Os aspectos jurídicos da exoneração de alimentos na maioridade



Autora: Ana Carolina Souza (*)

A exoneração de alimentos na maioridade é um tema controverso e que gera muitas dúvidas entre as pessoas. Trata-se da possibilidade do genitor que paga pensão alimentícia para o filho menor pedir a revisão ou até mesmo a cessação desse pagamento quando o alimentando atinge a maioridade.

Segundo o Código Civil brasileiro, a obrigação de prestar alimentos é recíproca entre pais e filhos, e deve perdurar até que o filho atinja a maioridade, até que se emancipe ou até que tenha condições de se sustentar.

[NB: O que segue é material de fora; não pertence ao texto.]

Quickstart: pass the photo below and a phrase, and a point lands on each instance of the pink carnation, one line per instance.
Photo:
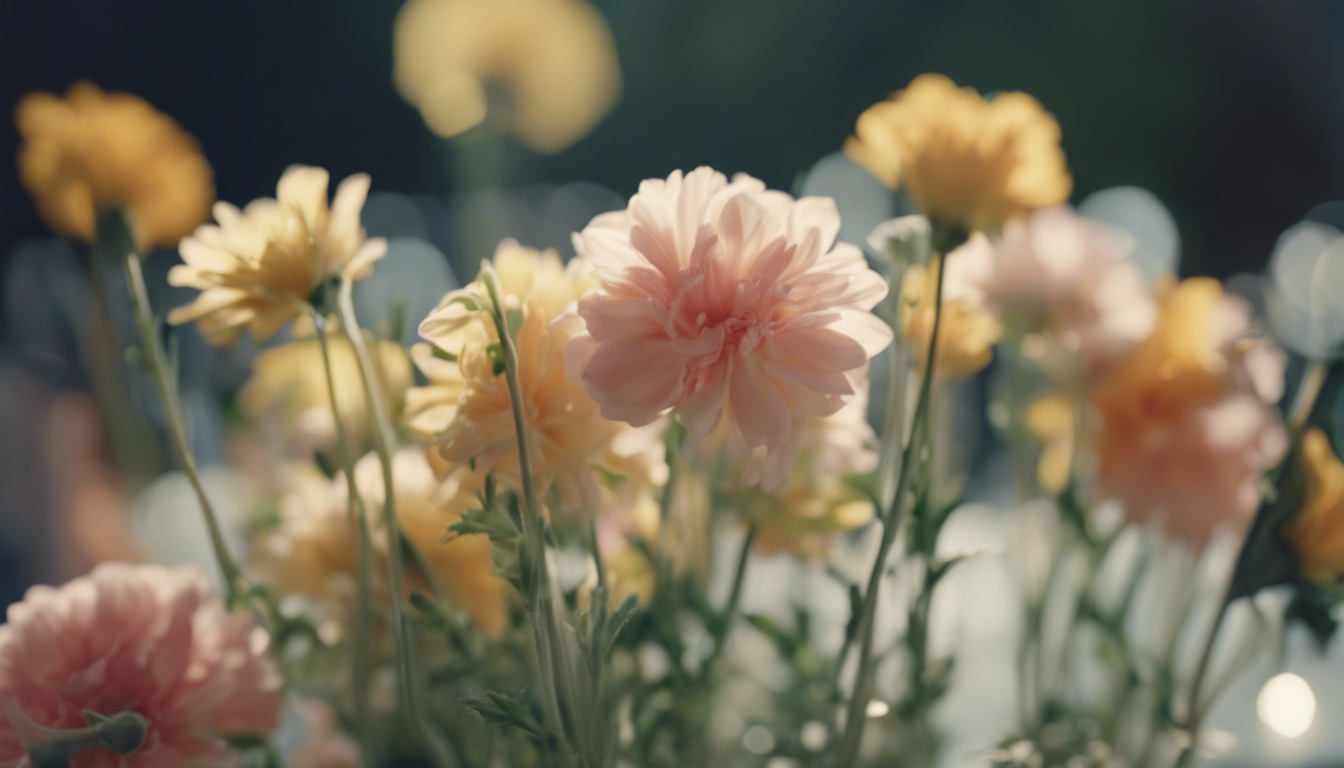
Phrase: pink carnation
(135, 638)
(726, 301)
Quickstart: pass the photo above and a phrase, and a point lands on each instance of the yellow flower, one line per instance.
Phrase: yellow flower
(258, 266)
(93, 151)
(967, 332)
(964, 160)
(461, 566)
(569, 435)
(1316, 534)
(557, 57)
(289, 381)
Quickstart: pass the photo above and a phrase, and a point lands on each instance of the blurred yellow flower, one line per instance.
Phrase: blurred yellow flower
(967, 162)
(569, 435)
(557, 57)
(1316, 533)
(1186, 424)
(967, 332)
(289, 382)
(258, 266)
(461, 566)
(93, 151)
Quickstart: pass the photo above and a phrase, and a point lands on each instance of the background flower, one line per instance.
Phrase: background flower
(964, 160)
(1187, 423)
(726, 303)
(93, 151)
(555, 55)
(141, 639)
(260, 265)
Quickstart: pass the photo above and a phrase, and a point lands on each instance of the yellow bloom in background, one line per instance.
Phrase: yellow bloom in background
(257, 266)
(289, 385)
(569, 435)
(965, 162)
(93, 151)
(967, 332)
(461, 566)
(555, 57)
(1316, 534)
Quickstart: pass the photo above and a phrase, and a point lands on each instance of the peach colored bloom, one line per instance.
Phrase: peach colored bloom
(1066, 279)
(569, 435)
(258, 266)
(93, 151)
(726, 301)
(967, 331)
(965, 162)
(557, 57)
(135, 638)
(819, 501)
(1316, 533)
(1187, 424)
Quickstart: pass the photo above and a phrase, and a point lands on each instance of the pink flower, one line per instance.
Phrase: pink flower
(726, 301)
(1063, 279)
(135, 638)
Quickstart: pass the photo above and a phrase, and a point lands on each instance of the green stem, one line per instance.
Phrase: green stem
(730, 611)
(157, 365)
(382, 429)
(554, 671)
(362, 657)
(862, 693)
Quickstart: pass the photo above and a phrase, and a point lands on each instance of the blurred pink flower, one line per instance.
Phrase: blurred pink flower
(1187, 424)
(726, 301)
(135, 638)
(1065, 279)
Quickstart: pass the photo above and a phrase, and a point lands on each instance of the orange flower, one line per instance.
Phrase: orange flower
(1187, 423)
(93, 151)
(967, 162)
(1316, 534)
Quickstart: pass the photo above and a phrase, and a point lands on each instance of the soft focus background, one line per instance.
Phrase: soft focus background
(1230, 112)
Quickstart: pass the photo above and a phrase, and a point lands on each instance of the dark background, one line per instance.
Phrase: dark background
(1231, 112)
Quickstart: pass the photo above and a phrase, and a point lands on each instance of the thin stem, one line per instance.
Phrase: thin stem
(551, 658)
(862, 693)
(157, 365)
(360, 651)
(382, 429)
(730, 611)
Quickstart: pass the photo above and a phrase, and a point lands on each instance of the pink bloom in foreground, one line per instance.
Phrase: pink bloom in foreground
(726, 301)
(135, 638)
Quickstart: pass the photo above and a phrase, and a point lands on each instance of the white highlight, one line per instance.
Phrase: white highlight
(1286, 705)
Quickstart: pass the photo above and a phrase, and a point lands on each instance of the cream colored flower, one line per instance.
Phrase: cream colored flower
(289, 382)
(819, 502)
(1316, 533)
(567, 432)
(258, 266)
(967, 331)
(967, 162)
(461, 566)
(1186, 423)
(93, 151)
(557, 58)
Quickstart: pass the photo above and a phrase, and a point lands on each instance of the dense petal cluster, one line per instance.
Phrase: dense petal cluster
(726, 303)
(567, 432)
(257, 266)
(967, 162)
(93, 151)
(135, 638)
(557, 57)
(1187, 423)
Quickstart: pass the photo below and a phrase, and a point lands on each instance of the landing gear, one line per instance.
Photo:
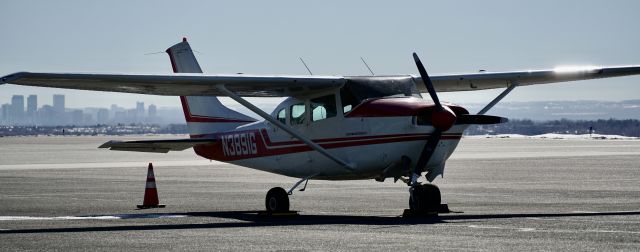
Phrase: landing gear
(277, 200)
(424, 198)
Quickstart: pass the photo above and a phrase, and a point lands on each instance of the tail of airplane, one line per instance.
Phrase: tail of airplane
(204, 114)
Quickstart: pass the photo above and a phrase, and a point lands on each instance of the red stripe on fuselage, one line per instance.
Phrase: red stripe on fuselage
(265, 147)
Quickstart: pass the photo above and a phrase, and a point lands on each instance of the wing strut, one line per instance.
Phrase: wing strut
(499, 98)
(284, 127)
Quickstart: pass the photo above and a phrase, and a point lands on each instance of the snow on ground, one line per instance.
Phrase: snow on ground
(559, 136)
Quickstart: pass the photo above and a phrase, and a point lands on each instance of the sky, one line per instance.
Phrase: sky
(268, 37)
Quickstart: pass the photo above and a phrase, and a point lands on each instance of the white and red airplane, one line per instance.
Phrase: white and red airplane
(330, 127)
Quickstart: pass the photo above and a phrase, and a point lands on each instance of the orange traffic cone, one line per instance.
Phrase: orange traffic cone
(150, 192)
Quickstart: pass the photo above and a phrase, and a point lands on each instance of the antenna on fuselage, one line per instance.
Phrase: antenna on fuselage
(305, 65)
(367, 65)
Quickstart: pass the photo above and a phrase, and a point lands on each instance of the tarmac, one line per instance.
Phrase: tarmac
(62, 193)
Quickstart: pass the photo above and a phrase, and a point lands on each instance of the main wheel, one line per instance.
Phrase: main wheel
(277, 200)
(424, 198)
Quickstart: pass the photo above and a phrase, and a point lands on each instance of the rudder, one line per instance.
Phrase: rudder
(204, 114)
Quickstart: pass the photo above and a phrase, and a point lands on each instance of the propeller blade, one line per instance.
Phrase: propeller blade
(427, 81)
(480, 119)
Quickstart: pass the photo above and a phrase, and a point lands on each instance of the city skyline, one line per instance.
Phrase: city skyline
(331, 36)
(16, 113)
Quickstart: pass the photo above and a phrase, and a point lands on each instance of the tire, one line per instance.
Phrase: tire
(277, 200)
(424, 198)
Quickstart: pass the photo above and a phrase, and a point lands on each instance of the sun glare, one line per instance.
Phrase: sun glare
(569, 69)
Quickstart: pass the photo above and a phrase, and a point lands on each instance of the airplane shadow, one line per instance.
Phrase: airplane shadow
(252, 219)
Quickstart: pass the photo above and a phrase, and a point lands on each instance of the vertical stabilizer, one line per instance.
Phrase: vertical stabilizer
(204, 114)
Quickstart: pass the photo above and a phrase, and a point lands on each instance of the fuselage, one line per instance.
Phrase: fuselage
(374, 135)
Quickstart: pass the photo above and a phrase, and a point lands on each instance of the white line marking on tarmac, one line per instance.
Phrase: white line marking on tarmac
(106, 165)
(95, 217)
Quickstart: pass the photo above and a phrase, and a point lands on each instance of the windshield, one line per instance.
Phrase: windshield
(358, 89)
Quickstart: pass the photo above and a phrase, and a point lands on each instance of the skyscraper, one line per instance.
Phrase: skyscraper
(139, 115)
(32, 106)
(17, 109)
(153, 112)
(103, 116)
(58, 104)
(6, 108)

No entanto, quando o filho atinge a maioridade, de acordo com a legislação brasileira, o genitor que paga pensão alimentícia tem o direito de pedir a exoneração ou a redução do valor a ser pago, desde que comprove a que o filho não mais possui a necessidade até então existente.

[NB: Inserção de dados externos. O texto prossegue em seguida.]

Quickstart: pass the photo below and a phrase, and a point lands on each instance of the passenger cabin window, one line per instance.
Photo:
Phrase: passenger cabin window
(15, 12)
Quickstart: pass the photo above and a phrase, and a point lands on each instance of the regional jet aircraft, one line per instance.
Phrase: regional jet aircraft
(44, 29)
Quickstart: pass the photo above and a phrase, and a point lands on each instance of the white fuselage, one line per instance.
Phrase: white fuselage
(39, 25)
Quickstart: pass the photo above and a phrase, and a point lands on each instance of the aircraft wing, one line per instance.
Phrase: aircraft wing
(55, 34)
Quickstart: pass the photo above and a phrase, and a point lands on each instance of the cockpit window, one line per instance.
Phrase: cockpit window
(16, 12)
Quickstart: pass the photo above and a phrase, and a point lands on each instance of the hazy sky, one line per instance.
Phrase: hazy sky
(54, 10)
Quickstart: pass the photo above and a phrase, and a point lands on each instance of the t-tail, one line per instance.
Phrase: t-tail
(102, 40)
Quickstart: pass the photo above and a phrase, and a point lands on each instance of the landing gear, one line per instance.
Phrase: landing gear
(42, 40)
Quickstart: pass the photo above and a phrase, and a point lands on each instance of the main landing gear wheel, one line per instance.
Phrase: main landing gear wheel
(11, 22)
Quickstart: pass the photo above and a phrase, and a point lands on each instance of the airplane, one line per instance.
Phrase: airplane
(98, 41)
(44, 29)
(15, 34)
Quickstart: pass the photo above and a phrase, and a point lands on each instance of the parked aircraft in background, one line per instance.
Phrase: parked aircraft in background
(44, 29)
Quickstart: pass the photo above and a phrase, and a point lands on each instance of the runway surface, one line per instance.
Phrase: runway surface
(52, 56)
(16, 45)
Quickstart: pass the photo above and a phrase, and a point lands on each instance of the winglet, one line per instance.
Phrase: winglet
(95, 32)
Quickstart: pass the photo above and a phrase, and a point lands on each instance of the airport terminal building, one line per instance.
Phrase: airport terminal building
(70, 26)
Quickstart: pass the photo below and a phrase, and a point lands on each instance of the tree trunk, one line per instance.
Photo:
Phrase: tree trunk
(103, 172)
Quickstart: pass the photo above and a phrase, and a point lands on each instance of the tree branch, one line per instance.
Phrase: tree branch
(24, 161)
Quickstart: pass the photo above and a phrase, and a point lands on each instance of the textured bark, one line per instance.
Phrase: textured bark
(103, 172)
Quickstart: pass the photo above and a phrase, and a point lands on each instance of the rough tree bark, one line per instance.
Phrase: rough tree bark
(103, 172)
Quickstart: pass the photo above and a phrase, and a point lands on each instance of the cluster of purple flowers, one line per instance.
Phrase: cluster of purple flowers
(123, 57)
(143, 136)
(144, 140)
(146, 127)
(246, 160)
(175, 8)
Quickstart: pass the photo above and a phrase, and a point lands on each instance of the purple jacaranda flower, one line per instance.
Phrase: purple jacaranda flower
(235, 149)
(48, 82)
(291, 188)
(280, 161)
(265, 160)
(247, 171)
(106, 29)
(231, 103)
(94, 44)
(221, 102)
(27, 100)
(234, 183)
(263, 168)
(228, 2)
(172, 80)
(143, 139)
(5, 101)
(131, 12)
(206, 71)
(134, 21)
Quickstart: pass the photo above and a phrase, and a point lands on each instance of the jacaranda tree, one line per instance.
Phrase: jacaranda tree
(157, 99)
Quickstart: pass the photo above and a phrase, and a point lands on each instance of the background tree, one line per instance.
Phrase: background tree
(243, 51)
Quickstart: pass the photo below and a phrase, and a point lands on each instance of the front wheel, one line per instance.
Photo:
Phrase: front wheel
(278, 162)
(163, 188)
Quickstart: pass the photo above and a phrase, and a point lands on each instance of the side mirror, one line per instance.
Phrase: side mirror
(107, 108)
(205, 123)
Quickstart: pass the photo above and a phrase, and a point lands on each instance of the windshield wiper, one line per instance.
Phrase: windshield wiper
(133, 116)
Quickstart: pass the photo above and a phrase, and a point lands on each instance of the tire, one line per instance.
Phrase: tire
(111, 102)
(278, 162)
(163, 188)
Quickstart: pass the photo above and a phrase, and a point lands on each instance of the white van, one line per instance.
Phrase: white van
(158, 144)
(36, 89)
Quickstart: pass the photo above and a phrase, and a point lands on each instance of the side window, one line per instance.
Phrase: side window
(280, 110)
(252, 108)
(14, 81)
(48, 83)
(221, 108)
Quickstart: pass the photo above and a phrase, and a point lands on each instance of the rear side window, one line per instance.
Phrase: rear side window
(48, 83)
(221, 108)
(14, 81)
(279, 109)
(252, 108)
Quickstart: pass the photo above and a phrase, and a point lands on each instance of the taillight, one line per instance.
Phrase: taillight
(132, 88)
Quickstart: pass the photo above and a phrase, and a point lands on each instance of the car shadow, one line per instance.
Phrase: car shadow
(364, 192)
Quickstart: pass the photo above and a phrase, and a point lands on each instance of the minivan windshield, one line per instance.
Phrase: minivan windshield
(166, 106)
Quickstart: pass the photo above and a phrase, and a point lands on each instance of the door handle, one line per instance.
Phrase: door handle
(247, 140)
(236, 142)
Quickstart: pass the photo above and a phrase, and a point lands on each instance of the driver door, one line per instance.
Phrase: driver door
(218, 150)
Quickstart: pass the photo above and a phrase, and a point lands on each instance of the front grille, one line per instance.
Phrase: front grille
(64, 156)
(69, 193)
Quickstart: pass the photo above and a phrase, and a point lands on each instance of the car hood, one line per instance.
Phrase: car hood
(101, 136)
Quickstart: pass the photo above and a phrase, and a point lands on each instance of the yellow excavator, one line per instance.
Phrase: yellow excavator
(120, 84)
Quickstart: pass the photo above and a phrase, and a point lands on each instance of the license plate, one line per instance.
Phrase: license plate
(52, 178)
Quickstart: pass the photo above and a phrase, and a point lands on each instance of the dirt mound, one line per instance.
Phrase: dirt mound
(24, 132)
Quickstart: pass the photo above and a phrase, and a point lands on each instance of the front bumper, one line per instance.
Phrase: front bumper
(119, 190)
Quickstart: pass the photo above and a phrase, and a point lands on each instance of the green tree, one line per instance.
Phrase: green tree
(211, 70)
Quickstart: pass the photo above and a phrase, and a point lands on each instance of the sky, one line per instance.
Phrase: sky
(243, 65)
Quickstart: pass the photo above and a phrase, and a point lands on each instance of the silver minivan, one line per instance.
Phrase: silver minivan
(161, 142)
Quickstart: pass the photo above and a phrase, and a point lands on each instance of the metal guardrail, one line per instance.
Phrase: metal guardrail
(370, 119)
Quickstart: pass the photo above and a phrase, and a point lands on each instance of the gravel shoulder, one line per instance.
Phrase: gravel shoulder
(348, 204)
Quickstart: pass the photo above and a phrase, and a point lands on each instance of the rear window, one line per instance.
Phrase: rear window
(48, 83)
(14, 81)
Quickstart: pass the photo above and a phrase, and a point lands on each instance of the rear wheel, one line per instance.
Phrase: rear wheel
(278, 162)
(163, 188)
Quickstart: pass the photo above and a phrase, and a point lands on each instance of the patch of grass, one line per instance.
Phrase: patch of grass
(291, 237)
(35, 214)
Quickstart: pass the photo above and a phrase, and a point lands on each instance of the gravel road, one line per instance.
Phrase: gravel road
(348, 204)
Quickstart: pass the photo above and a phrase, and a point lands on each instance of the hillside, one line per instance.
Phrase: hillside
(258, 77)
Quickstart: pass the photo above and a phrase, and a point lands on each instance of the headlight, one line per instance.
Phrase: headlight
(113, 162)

Assim, para que seja possível a exoneração de alimentos na maioridade, é preciso que haja uma mudança nas condições financeiras do filho que recebe a pensão alimentícia, bem como, nas possibilidade de quem paga, seja por diminuição de renda, desemprego, doença ou qualquer outra situação que justifique a revisão do valor.

No entanto, é importante ressaltar que a exoneração de alimentos na maioridade não é automática e deve ser solicitada por meio de uma ação judicial. O genitor que deseja pedir a revisão ou cessação da pensão alimentícia deve procurar um advogado especializado na área de família e sucessões para orientações sobre o processo correto a ser realizado.

Além disso, é fundamental destacar que a exoneração de alimentos na maioridade não exime o genitor de outras obrigações para com o filho, como oferecer suporte emocional, educacional e moral. A cessação da pensão alimentícia não significa o fim do vínculo afetivo entre pai e filho, como alguns tendem em acreditar.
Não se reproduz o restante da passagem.